La Salle was born in Rouen and was educated by the Jesuits before sailing to New France in 1666. He spent the following two decades in various exploratory and commercial ventures across the Great Lakes and Mississippi regions, establishing French posts and trading networks while pushing the boundaries of European knowledge of the North American interior. His major expedition descended the Mississippi from the Illinois country to the Gulf of Mexico in 1682. He returned to France for support and was authorized to establish a French colony at the mouth of the river. The colonization expedition of 1684 missed the Mississippi delta, landed instead in Texas, and collapsed across the following three years. La Salle was murdered by his own mutinous men in 1687 in what is now east Texas.

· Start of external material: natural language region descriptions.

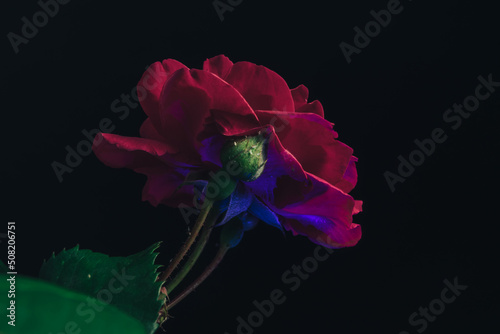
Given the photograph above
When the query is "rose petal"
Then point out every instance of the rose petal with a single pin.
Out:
(261, 87)
(151, 84)
(130, 152)
(147, 157)
(314, 107)
(280, 163)
(196, 105)
(219, 65)
(300, 95)
(325, 219)
(350, 177)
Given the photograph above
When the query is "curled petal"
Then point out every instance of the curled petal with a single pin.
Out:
(219, 65)
(261, 87)
(196, 105)
(151, 84)
(325, 218)
(311, 140)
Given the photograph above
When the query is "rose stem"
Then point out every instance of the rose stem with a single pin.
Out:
(218, 258)
(189, 242)
(200, 245)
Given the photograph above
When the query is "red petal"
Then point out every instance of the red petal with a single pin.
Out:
(312, 142)
(196, 105)
(219, 65)
(280, 163)
(325, 219)
(261, 87)
(299, 95)
(151, 84)
(314, 107)
(130, 152)
(350, 178)
(147, 157)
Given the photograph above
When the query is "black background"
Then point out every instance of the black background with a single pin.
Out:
(439, 224)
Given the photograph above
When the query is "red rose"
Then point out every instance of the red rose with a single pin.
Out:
(192, 113)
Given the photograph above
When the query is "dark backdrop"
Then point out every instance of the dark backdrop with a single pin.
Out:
(440, 224)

Abbott handles the story in the popular biographical mode of his period. La Salle is presented as a heroic figure of French exploration whose persistence and vision opened the North American interior to European awareness. The treatment of the indigenous peoples La Salle encountered reflects mid-nineteenth-century American assumptions and is uncomfortable for modern readers in various ways, though Abbott records the actual interactions with reasonable accuracy.

The book draws on the major French primary sources for La Salle’s career including the various accounts by his contemporaries Henri Joutel, Henri de Tonti, and others who had accompanied him on the various expeditions. Francis Parkman’s substantial scholarly work on La Salle, La Salle and the Discovery of the Great West of 1869, became the standard English-language account a few years after Abbott’s biography and supplemented the popular treatment with serious scholarship.

The book runs about three hundred pages. It pairs with Parkman’s La Salle and with the broader French colonial American history literature.